What if you have to declare everything Optional because it can be?

LB_

@CoyneTheDup said:

If p didn't have valid a valid name or address, you've just now created a bogus mailing label.

I don't think we're on the same page. The code you wrote is not valid at all - std::optional is not a proxy type, it's just a container. You still need to first extract the data it might contain. In other words, you have to check it just like you would check a pointer/reference, but unlike pointers/references std::optional has value semantics. It's a wrapper.
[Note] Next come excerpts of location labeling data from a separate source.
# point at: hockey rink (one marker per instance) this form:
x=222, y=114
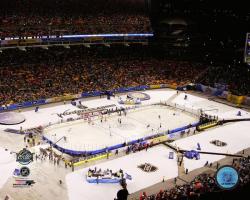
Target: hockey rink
x=156, y=156
x=7, y=165
x=138, y=123
x=83, y=136
x=235, y=135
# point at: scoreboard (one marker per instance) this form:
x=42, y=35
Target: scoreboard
x=247, y=49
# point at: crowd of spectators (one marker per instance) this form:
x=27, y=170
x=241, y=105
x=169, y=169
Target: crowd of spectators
x=43, y=18
x=203, y=186
x=37, y=73
x=235, y=77
x=38, y=26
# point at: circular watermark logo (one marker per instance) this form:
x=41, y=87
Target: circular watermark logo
x=25, y=171
x=227, y=177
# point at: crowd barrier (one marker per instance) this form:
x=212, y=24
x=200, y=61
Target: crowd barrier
x=96, y=158
x=221, y=92
x=82, y=95
x=203, y=127
x=155, y=138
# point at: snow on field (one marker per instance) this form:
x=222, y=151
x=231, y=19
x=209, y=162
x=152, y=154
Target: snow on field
x=210, y=107
x=79, y=188
x=7, y=166
x=235, y=135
http://en.cppreference.com/w/cpp/experimental/optional

Gąska

@blakeyrat said:

Except I didn't do that.

Yeah, you totally didn't say "me or C#".

Gąska

@MathNerdCNU said:

I did not mean to suggest the idea is bad, just in the case of Java I didn't see any benefit to the code I'd have to write using Optional<T>.

34. Make your own Optional<T>.
56. ???
78. Profit.

@MathNerdCNU said:

Having a compiler yell at you won't magically fix a large class of errors.

It will solve the entire "I forgot to null check" class of errors. "Forgot" is the key word here.

@MathNerdCNU said:

If anything I just see a whole new rebirth of On Error Resume Next because Copy-Pasting a template for dealing with Null/Nothing/Nil/None being much less resistance than actually fucking thinking for a large portion of developers.

It won't make idiot developers' code any better, but it will make actual programmers' code better.

asdf

@CoyneTheDup said:

What if you have to declare everything Optional because it can be?

I think you're starting to invent stuff here to prove your point that Optional doesn't make sense. Sure, there are systems out there that have to deal with such cases, but in 80% of the applications out there 90% of the pointers are not nullable. Making that explicit helps programmers do the right thing.